We enter into new sexual territory. Some of us could care less about sex, others long for it…and miss the days when we didn’t fit as neatly into the box labeled Madonna or whore. Some of us wish it would go away at times, and others don’t want to be the soccer mom that young men say, “Yes maam,” to on a daily basis.

Some of us are still heavy from pregnancy, others are fit, and yet our bodies whether sightly or unsightly to ourselves, are somewhat different. It has done something it never did before.

We have done something we have never done before.

Every day is a learning process. Parenting is learning on the job. Prepare to fail, and plan to succeed.

Be a Good Girl

Women are told from the time we pop out of our mother’s uterus and become the keeper of our own that we should be “good.”

Be a “good girl.”

Be nice. Nice girls don’t do that.

Little girls are polite. Be polite.

Be nice.

Be nice.

Be nice.

Maybe I don’t want to be nice. Maybe I don’t want to be good either. Did anyone else get the memo that being good kind of sucks? That being nice all the time makes one a doormat? That taking shit from everyone and smiling and saying, “It’s okay,” makes you one miserable good girl. Plus, no one looks cute with a shit-stained smile.

I feel like sometimes I’m just compelled to say the nice thing or right thing because I know that if I don’t, I will be seen in a negative manner. I really hate that about myself.

I also hate that I am brought up in a world that tells me women aren’t funny, that we’re undersexed (such a bunch of BS folks), and that we’re all supposed to be nice and polite.

Don’t rock the boat darling.

There are so many times in my life that I just let people be their douchey selves while I laid down and said, “Sure, walk all over me. Go ahead. I hope you enjoy the walk.”

I should have handed these individuals a complementary water bottle and chocolate, sunglasses, map, and towel while they enjoyed taking a walk all over me.

That was what I got for being a “good girl” and being nice.

Sometimes, I was a bad girl in society’s eyes, yet to the person begging me to be bad, I was being submissive: translation: a good girl to an even bigger asshole. A good girl is submissive.

A good girl forgets who she is and what she wants so that others can be happy.

A bad girl does what she wants and shapes her life in ways that are meaningful to her.

I’ve let negative comments, conversations, and interactions ruin my day either because I was being too nice or polite to walk away…or too “good” to say what I wanted to, or even worse, I said exactly what I wanted to and was now reaping the guilt that my assertiveness had spun on me.

I’ve had men tell me I am stupid or that I’m not funny…or that my writing is stupid.
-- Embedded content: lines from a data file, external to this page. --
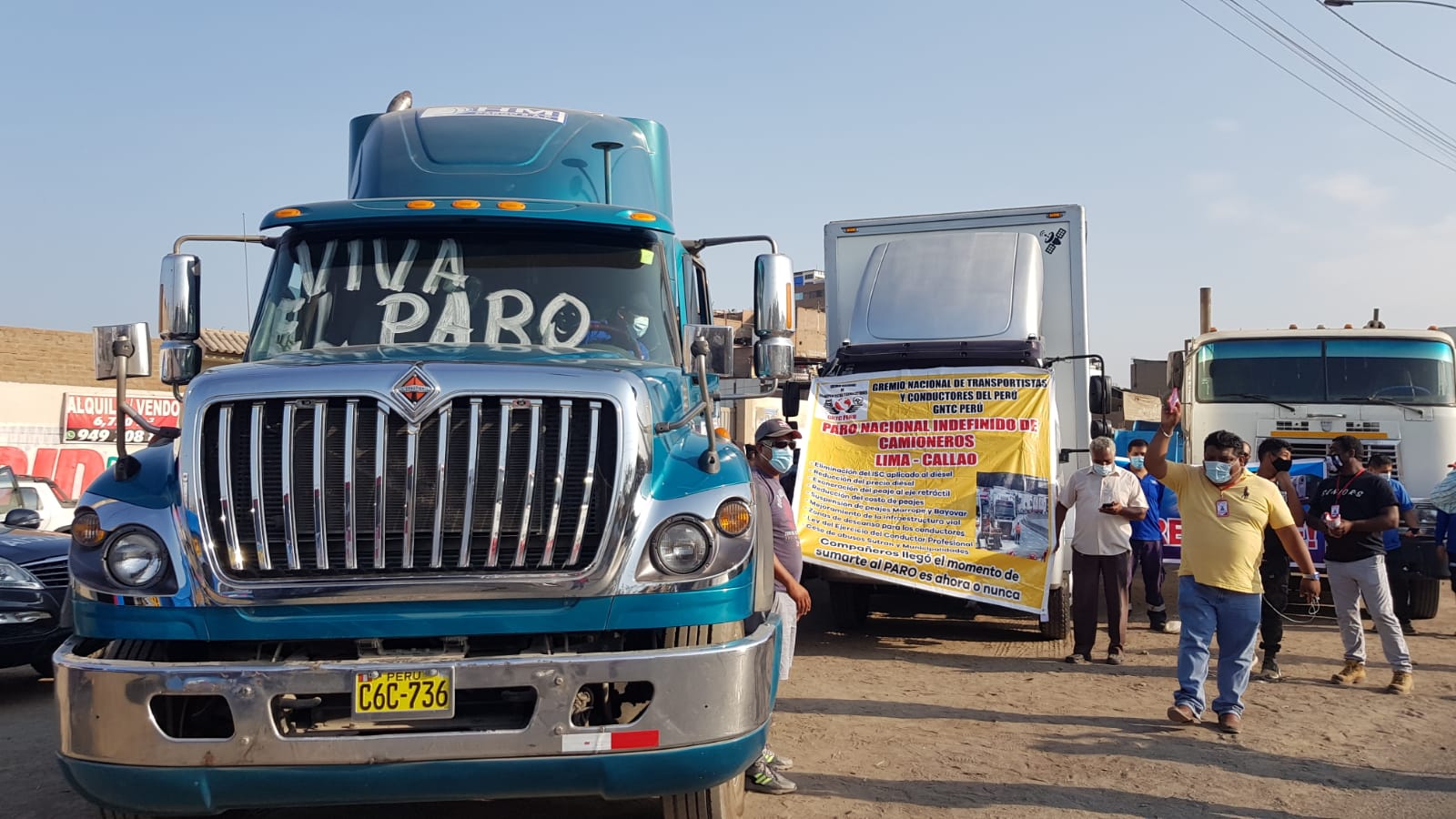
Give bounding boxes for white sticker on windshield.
[420,105,566,123]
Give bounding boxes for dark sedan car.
[0,510,71,676]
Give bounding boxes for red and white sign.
[61,392,182,443]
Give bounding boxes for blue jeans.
[1174,577,1262,715]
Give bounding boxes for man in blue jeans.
[1127,439,1168,631]
[1146,405,1320,733]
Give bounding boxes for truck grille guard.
[201,397,616,580]
[168,364,650,603]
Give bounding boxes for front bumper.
[56,612,777,812]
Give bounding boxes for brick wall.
[0,327,170,390]
[0,327,240,392]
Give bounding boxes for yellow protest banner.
[795,368,1056,612]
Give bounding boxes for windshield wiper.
[1225,392,1294,412]
[1340,395,1425,419]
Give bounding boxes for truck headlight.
[104,529,167,587]
[648,516,712,574]
[0,558,46,589]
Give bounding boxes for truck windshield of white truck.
[1197,339,1456,405]
[249,226,679,363]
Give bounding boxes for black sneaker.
[744,763,799,795]
[1259,657,1284,682]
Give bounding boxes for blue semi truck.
[56,92,794,819]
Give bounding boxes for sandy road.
[0,580,1456,819]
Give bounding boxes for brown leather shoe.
[1168,705,1198,726]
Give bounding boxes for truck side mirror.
[682,324,733,378]
[5,509,41,529]
[157,254,202,341]
[158,254,202,386]
[753,254,794,379]
[157,341,202,386]
[784,380,804,419]
[1087,376,1112,415]
[1168,349,1184,390]
[92,322,151,380]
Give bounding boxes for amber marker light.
[713,500,753,538]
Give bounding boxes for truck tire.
[828,580,869,631]
[662,622,744,819]
[1036,584,1072,640]
[1410,576,1441,620]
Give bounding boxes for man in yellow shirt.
[1145,404,1320,733]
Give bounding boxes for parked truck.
[56,92,794,819]
[1168,303,1456,620]
[786,206,1108,638]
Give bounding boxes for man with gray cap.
[745,419,813,794]
[1056,437,1148,666]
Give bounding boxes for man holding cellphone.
[1309,436,1415,693]
[1053,437,1148,666]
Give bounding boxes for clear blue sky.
[0,0,1456,382]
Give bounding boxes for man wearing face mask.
[1127,439,1168,631]
[1148,402,1320,733]
[1370,455,1421,635]
[747,419,813,795]
[582,305,652,361]
[1258,439,1305,682]
[1309,436,1415,693]
[1053,437,1148,666]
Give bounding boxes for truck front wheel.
[662,622,744,819]
[1039,584,1072,640]
[828,580,869,631]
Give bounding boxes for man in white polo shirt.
[1056,437,1148,666]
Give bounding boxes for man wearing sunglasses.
[747,419,813,795]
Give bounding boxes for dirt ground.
[0,579,1456,819]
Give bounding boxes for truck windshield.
[0,466,20,511]
[249,226,679,363]
[1197,339,1456,405]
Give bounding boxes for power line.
[1315,0,1456,86]
[1223,0,1456,159]
[1178,0,1456,172]
[1255,0,1456,153]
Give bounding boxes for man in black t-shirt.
[1309,436,1415,693]
[1258,439,1305,682]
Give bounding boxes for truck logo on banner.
[795,368,1054,612]
[61,392,182,443]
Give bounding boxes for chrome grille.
[201,397,619,580]
[20,555,71,589]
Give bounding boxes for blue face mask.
[769,448,794,475]
[1203,460,1233,484]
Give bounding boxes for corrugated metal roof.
[197,328,248,359]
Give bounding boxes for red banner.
[61,392,182,443]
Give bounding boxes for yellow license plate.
[354,666,454,722]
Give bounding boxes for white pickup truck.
[15,475,76,532]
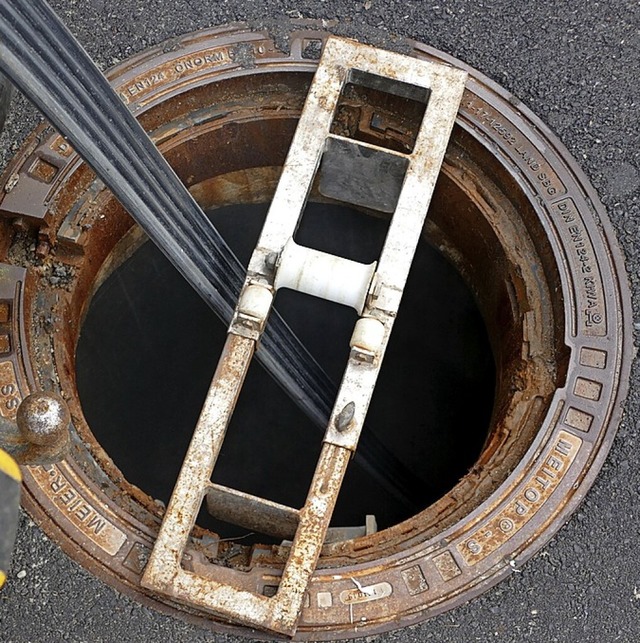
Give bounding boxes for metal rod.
[0,0,423,511]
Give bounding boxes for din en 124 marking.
[457,431,582,565]
[551,198,607,337]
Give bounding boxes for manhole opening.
[76,203,495,542]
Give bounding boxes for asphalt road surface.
[0,0,640,643]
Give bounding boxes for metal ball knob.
[16,392,71,446]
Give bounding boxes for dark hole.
[76,204,495,542]
[331,69,429,154]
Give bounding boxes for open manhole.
[0,27,630,640]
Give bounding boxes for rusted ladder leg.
[142,38,466,636]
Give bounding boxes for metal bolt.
[16,392,71,446]
[334,402,356,433]
[264,252,280,271]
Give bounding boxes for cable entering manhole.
[76,204,495,543]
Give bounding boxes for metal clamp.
[142,38,467,636]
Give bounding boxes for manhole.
[0,27,630,640]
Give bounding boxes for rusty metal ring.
[0,25,631,640]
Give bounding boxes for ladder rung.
[206,483,300,540]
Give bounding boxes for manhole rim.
[0,22,632,638]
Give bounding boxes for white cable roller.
[274,239,377,315]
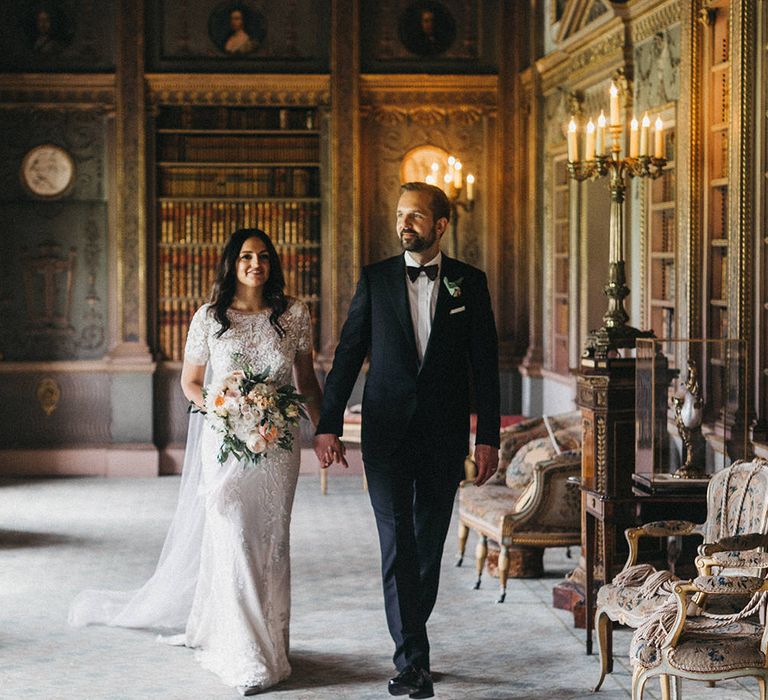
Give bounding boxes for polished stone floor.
[0,475,757,700]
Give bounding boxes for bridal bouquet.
[203,358,307,465]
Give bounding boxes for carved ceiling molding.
[537,28,624,93]
[146,73,331,106]
[0,73,115,111]
[630,0,681,44]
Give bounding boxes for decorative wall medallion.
[20,143,75,199]
[35,377,61,416]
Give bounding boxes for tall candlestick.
[610,83,621,126]
[584,119,595,160]
[595,110,606,156]
[640,112,651,156]
[629,117,640,158]
[568,117,579,163]
[453,160,462,190]
[653,117,664,158]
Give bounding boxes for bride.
[69,229,328,695]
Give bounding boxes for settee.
[457,412,581,603]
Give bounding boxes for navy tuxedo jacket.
[317,255,499,457]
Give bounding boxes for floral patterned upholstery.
[506,426,581,489]
[490,411,581,485]
[459,484,522,526]
[597,583,669,627]
[629,620,765,673]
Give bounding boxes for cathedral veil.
[69,396,210,632]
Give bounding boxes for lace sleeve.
[184,304,210,365]
[294,301,312,355]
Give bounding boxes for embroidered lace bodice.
[184,301,312,384]
[184,301,312,688]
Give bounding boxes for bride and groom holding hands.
[70,182,499,698]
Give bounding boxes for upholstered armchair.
[595,459,768,691]
[630,534,768,700]
[457,413,581,603]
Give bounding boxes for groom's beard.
[400,226,437,253]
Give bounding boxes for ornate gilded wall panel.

I even had one guy tell me I couldn’t graduate college…that I was that dumb.

Apparently, he hasn’t seen my degree from Columbia, but I digress.

I have silenced myself with women too when they have hurt my feelings, by not saying what I wanted to say.

Sometimes, I said too much or just enough to feel like an ass for being so direct.

I just wish I never felt that conflict between who I am and who I should be according to the unspoken rules of society.

I am sometimes good, sometimes bad, but never awful.

To those that took a walk down the length of my heart and soul at my expense, you are all filthy animals, but I will never lie down in the mud with you, and you never stole my true self completely. Even in my darkest times I have always had an energy, a spring in my step, and an inner desire to move forward. No one will squelch that.

Let every day in my 30’s be a testament to living my life fully as who I truly am at all points and times, as along as I am not hurtful to others.

Let my daily activities show the things that matter to me, and reap work that matters to me.

I cannot worry about being good when there is so much time to be spent on making my mark on this world lest I be forgotten.

If we’re not here to be remembered for something that impacts others in a positive way, then why bother?